When my mom was in ICU, those long hours in the waiting room were excruciating. I'm glad that you have Jackson and your daughter to take care of you. We're praying for you and your family.
*blink blink* I am offended...I think.
PLEASE USE YOUR CAMERA PHONE!!!! For the love of GOD please!!!!
I'm kind of grateful to Mr C for providing a little diversion for you...Thinking of you, and sending prayers up for your family xx
If Freud was alive....he would be very interested in Mr. C.
Please do use the camera phone!
I am embarrassed to say that it took me less than 3 seconds to figure out what he meant.
On a more serious note: You are in my prayers.
Ah yes, the old dropping of the "deuce". That grand ICU tradition.
(((((Rach)))))
(((((Rach's mom and dad)))))
Oh, Rache, I'm sorry about your dad (and mom). But heck, that waiting room show is better than reality TV.
Praying for all y'all.
Mr. C. too. Not saying what the prayer is.
I'm praying for all of you. And I love your waiting room report--you haven't lost your caustic wit in the midst of the stress. Bravo.
I would probably have wet my pants with the Oedipus comment.
I've been there with my dad too, I wish you peace of mind. Your family is in my prayers. God Bless.
Well I'm sittin' here laughin' at the CtC story. Especially the Oedipus business (remember the Benny Hill joke with him, dressed as a child riding with the Mrs.
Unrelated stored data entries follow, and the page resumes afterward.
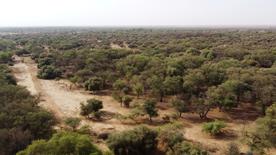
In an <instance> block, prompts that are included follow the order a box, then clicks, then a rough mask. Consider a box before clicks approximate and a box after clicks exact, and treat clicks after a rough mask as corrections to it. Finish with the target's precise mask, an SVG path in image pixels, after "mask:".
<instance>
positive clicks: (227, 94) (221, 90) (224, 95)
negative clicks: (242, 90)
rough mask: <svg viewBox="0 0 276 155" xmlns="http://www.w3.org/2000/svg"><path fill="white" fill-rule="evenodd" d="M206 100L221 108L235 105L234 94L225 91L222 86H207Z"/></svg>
mask: <svg viewBox="0 0 276 155" xmlns="http://www.w3.org/2000/svg"><path fill="white" fill-rule="evenodd" d="M206 102H207V103H208V104H209V105H214V106H217V107H219V109H220V110H222V109H230V108H232V107H235V106H236V105H237V102H236V95H235V94H233V93H232V92H228V91H226V90H225V89H224V88H223V87H221V86H219V87H216V86H213V87H209V88H208V91H207V92H206Z"/></svg>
Robinson like woman saying, "Why no, I really rather fancy cats" ? )
Then I look up why you're in the ICU.
Oh Girl, so many prayers going up for you and your family. I've been there. More than once. Thank the good Lord that you have a brother and family and church friends with you. As well as your brilliant sense of humor.
God bless you.
You & your family are in my thoughts and prayers, Spooky.
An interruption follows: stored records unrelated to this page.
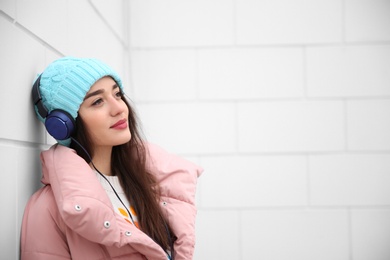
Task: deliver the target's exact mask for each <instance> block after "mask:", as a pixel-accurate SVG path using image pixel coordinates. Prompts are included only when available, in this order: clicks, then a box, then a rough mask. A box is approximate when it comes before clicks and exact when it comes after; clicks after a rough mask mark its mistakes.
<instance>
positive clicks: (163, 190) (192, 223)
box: [147, 143, 203, 260]
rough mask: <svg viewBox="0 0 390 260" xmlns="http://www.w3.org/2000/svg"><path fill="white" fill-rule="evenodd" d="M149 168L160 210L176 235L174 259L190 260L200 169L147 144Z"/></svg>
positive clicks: (191, 254)
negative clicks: (158, 189)
mask: <svg viewBox="0 0 390 260" xmlns="http://www.w3.org/2000/svg"><path fill="white" fill-rule="evenodd" d="M147 150H148V154H147V155H148V157H147V166H148V169H149V170H150V171H151V172H152V174H154V175H155V176H156V178H157V180H158V181H159V185H160V191H161V202H160V203H161V207H162V209H163V212H164V213H165V215H166V218H167V220H168V222H169V225H170V226H171V228H172V229H173V232H174V233H175V235H176V236H177V240H176V242H175V244H174V250H175V259H176V260H180V259H192V258H193V253H194V247H195V218H196V212H197V210H196V206H195V193H196V185H197V178H198V177H199V176H200V175H201V173H202V172H203V169H202V168H201V167H199V166H197V165H195V164H194V163H192V162H190V161H187V160H185V159H183V158H181V157H179V156H176V155H174V154H170V153H168V152H166V151H165V150H163V149H162V148H160V147H158V146H156V145H154V144H150V143H148V144H147Z"/></svg>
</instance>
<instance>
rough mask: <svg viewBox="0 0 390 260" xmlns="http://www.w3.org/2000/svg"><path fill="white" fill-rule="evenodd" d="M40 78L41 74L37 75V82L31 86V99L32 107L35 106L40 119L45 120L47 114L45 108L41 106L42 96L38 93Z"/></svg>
mask: <svg viewBox="0 0 390 260" xmlns="http://www.w3.org/2000/svg"><path fill="white" fill-rule="evenodd" d="M41 76H42V74H40V75H39V77H38V78H37V80H36V81H35V83H34V85H33V89H32V97H33V102H34V105H35V106H37V108H38V113H39V115H40V116H41V117H42V118H46V117H47V115H48V114H49V112H48V111H47V109H46V107H45V106H44V105H43V102H42V96H41V93H40V92H39V86H40V85H41Z"/></svg>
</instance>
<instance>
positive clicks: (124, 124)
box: [110, 119, 127, 129]
mask: <svg viewBox="0 0 390 260" xmlns="http://www.w3.org/2000/svg"><path fill="white" fill-rule="evenodd" d="M126 127H127V121H126V120H125V119H122V120H119V121H118V122H116V123H115V124H113V125H112V126H110V128H114V129H125V128H126Z"/></svg>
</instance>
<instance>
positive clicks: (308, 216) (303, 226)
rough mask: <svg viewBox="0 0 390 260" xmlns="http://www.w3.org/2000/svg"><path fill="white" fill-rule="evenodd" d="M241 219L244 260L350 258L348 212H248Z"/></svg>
mask: <svg viewBox="0 0 390 260" xmlns="http://www.w3.org/2000/svg"><path fill="white" fill-rule="evenodd" d="M241 220H242V229H241V233H242V245H243V247H242V251H243V255H242V259H244V260H250V259H268V260H277V259H301V260H312V259H318V260H329V259H332V260H348V259H350V258H349V241H348V240H349V230H348V229H349V228H348V222H349V221H348V213H347V211H346V210H274V211H270V210H269V211H261V210H257V211H256V210H254V211H249V210H248V211H244V212H243V213H242V219H241ZM229 259H230V258H229ZM231 259H233V258H231Z"/></svg>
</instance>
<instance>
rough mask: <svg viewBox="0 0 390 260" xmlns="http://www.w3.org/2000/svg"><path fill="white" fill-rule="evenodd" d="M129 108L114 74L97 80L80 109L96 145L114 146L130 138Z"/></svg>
mask: <svg viewBox="0 0 390 260" xmlns="http://www.w3.org/2000/svg"><path fill="white" fill-rule="evenodd" d="M128 114H129V109H128V107H127V106H126V104H125V102H124V101H123V100H122V91H121V90H120V88H119V86H118V85H117V84H116V82H115V81H114V80H113V79H112V78H111V77H104V78H101V79H100V80H98V81H97V82H96V83H95V84H94V85H92V87H91V89H90V90H89V91H88V93H87V94H86V95H85V98H84V101H83V103H82V104H81V106H80V109H79V116H80V117H81V119H82V120H83V122H84V125H85V128H86V131H87V134H88V135H89V138H90V140H91V142H92V147H93V149H99V148H103V147H112V146H115V145H120V144H124V143H126V142H128V141H129V140H130V139H131V134H130V129H129V124H128Z"/></svg>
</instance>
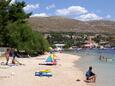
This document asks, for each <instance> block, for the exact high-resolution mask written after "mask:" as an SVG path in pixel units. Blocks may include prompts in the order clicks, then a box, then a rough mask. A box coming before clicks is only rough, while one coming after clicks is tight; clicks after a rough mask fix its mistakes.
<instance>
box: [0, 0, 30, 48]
mask: <svg viewBox="0 0 115 86" xmlns="http://www.w3.org/2000/svg"><path fill="white" fill-rule="evenodd" d="M10 2H11V0H2V1H1V2H0V38H1V39H0V45H1V46H8V36H7V35H8V33H6V32H8V28H7V29H6V27H7V25H9V24H10V23H15V22H18V23H26V19H27V18H29V16H30V15H31V13H25V12H24V10H23V8H24V7H25V6H26V4H25V2H16V3H14V4H10Z"/></svg>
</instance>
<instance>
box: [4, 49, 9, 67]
mask: <svg viewBox="0 0 115 86" xmlns="http://www.w3.org/2000/svg"><path fill="white" fill-rule="evenodd" d="M9 57H10V49H6V52H5V58H6V65H8V62H9Z"/></svg>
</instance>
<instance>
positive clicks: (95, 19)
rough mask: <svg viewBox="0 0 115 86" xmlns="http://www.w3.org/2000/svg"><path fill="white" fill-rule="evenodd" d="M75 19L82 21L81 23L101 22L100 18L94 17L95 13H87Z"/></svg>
mask: <svg viewBox="0 0 115 86" xmlns="http://www.w3.org/2000/svg"><path fill="white" fill-rule="evenodd" d="M75 19H78V20H82V21H89V20H101V19H103V18H102V17H100V16H98V15H96V14H95V13H87V14H83V15H80V16H78V17H76V18H75Z"/></svg>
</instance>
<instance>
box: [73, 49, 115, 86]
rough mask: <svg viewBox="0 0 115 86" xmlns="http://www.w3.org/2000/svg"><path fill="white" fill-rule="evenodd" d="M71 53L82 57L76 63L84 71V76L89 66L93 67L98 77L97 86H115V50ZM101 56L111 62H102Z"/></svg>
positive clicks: (79, 50)
mask: <svg viewBox="0 0 115 86" xmlns="http://www.w3.org/2000/svg"><path fill="white" fill-rule="evenodd" d="M71 53H73V54H76V55H79V56H81V58H80V59H79V61H77V62H75V63H76V66H77V67H80V68H81V69H82V70H83V72H84V75H85V72H86V71H87V70H88V67H89V66H92V67H93V72H94V73H95V74H96V77H97V79H96V86H115V50H113V49H81V50H79V51H77V50H75V51H72V52H71ZM100 55H101V56H104V57H105V58H109V60H108V61H106V60H100V59H99V57H100Z"/></svg>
Oedipus Syndrome, eh? LOL!
Oedipus--LOL!
Prayers surrounding you all.
Oh wow...i don't even know what to say. I think I am speechless.
I'm laughing and praying, too.
Oh, my gosh - only you, Rach, could make such a hard time so funny. I commend you for keeping your sense of humor!
BTW, Praying for all of y'all and your mom and dad. Let us know how it goes!
Oh, Lord. Too much...I wonder what he really meant when he was saying Oedipus syndrome?
I'm praying for all of y'all, too.
That Oedipus syndrome....that was TOO FUNNY!!! --
I think camera phone action is in order.
Unfortunately the last sentence "figgering" too no time. We have more than our fair share of Mr. CtC's around here.